Will your answer be odd or even? The tasks in this collection encourage children to create, recognise, extend and explain number patterns. Subtraction Surprise Age 7 to 14 Challenge Level: How many different squares can you make altogether? Can you sort out which is which?
Which pairs do not let this happen? Route Product Age 7 to 11 Challenge Level: This square jigsaw is written in code. Age 7 to 11 Challenge Level: What was the total and how could this be done?
Problem-solving Skills :
Can you continue this pattern of triangles and begin to predict how many sticks are used for each new “layer”? Can you find out where all the numbers have got to from these ten soving
Number live Age 7 to 11 Challenge Level: Register for our mailing list. Can you solvign out the arrangement of the digits in the square so that the given products are correct? What do you notice about the pink numbers? All the Digits Age 7 to 11 Challenge Level: Working Systematically at KS2. Who said that adding, subtracting, multiplying and dividing couldn’t be fun?

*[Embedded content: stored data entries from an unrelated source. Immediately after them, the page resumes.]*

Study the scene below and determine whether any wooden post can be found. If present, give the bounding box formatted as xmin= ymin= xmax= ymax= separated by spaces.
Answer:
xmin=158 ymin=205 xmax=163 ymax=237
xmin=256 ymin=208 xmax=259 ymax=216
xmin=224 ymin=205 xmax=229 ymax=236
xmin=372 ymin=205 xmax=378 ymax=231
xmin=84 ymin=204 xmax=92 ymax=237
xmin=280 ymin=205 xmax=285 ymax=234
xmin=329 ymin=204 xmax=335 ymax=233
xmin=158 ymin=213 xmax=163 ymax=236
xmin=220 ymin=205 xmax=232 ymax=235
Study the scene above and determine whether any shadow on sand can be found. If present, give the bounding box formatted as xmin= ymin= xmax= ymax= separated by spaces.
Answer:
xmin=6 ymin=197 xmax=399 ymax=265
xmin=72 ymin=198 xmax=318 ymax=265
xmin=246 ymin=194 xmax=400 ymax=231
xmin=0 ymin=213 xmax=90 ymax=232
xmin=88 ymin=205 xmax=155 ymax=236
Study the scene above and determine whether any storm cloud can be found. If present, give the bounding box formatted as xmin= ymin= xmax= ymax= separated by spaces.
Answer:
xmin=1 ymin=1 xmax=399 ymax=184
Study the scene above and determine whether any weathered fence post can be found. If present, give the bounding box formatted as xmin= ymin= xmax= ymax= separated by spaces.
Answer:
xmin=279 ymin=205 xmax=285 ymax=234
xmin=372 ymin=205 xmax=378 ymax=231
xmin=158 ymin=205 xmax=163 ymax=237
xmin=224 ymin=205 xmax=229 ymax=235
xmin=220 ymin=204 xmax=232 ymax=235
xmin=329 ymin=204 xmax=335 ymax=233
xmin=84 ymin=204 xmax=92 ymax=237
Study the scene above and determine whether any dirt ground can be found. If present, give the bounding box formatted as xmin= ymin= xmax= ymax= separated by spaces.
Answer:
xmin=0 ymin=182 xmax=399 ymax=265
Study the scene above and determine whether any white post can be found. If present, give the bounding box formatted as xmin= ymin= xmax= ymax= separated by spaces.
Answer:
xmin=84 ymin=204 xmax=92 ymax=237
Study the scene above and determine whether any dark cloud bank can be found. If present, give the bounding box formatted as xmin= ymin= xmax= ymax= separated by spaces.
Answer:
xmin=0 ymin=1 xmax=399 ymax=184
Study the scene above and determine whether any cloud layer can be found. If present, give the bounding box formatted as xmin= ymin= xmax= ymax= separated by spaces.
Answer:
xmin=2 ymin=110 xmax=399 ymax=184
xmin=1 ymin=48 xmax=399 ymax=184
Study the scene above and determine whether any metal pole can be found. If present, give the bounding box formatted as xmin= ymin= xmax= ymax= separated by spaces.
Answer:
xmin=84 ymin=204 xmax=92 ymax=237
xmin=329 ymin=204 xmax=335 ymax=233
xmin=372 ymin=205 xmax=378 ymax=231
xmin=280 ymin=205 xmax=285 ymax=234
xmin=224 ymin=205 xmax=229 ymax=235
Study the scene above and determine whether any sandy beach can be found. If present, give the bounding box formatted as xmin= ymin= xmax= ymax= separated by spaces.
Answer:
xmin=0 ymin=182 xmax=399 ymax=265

The numbers 2 were used to generate it with just one number used twice. Finding Fifteen Age 7 to 11 Challenge Level: Make 37 Age 7 to 14 Challenge Level: Can you put the numbers 1 to 8 into the circles so that the four calculations are correct?
How quickly can you put back the numbers on the hundred square? Can you work out the table and the shift each time? Which pairs do not let this happen? Maze Age 7 to 11 Splving Level: Three Neighbours Age 7 to 11 Challenge Level: In this article for teachers, Lynne explains why it should be. Register for our mailing list. Ten cards are put into five envelopes so that there are two cards in each envelope. The clever prison warder arranged them so there were 25 along each wall of the prison block.
Sweets are given out to party-goers in a particular way. Journeys in Numberland Age 7 to 11 Problek Level: Can you put the numbers 1 to 8 into the circles so that the four calculations probpem correct? On my calculator I divided one whole number by another whole number and got the answer 3.
Choose two of the numbers to multiply or divide, then mark your answer on the number line.
Multiplication and Division KS2
Division Rules Age 7 to 11 Challenge Level: Play this game and see if you can figure out the computer’s chosen number. How could you put these three beads into bags?
This challenge combines addition, multiplication, perseverance and even proof. How many different shaped boxes can you design for 36 sweets in one layer? Remainders Age 7 to 14 Challenge Level: Imagine a pyramid which is built in ssolving layers of small cubes.
I’m thinking of a number. Investigate the total number of sweets received by people sitting in different positions. Can you work out the scoring system?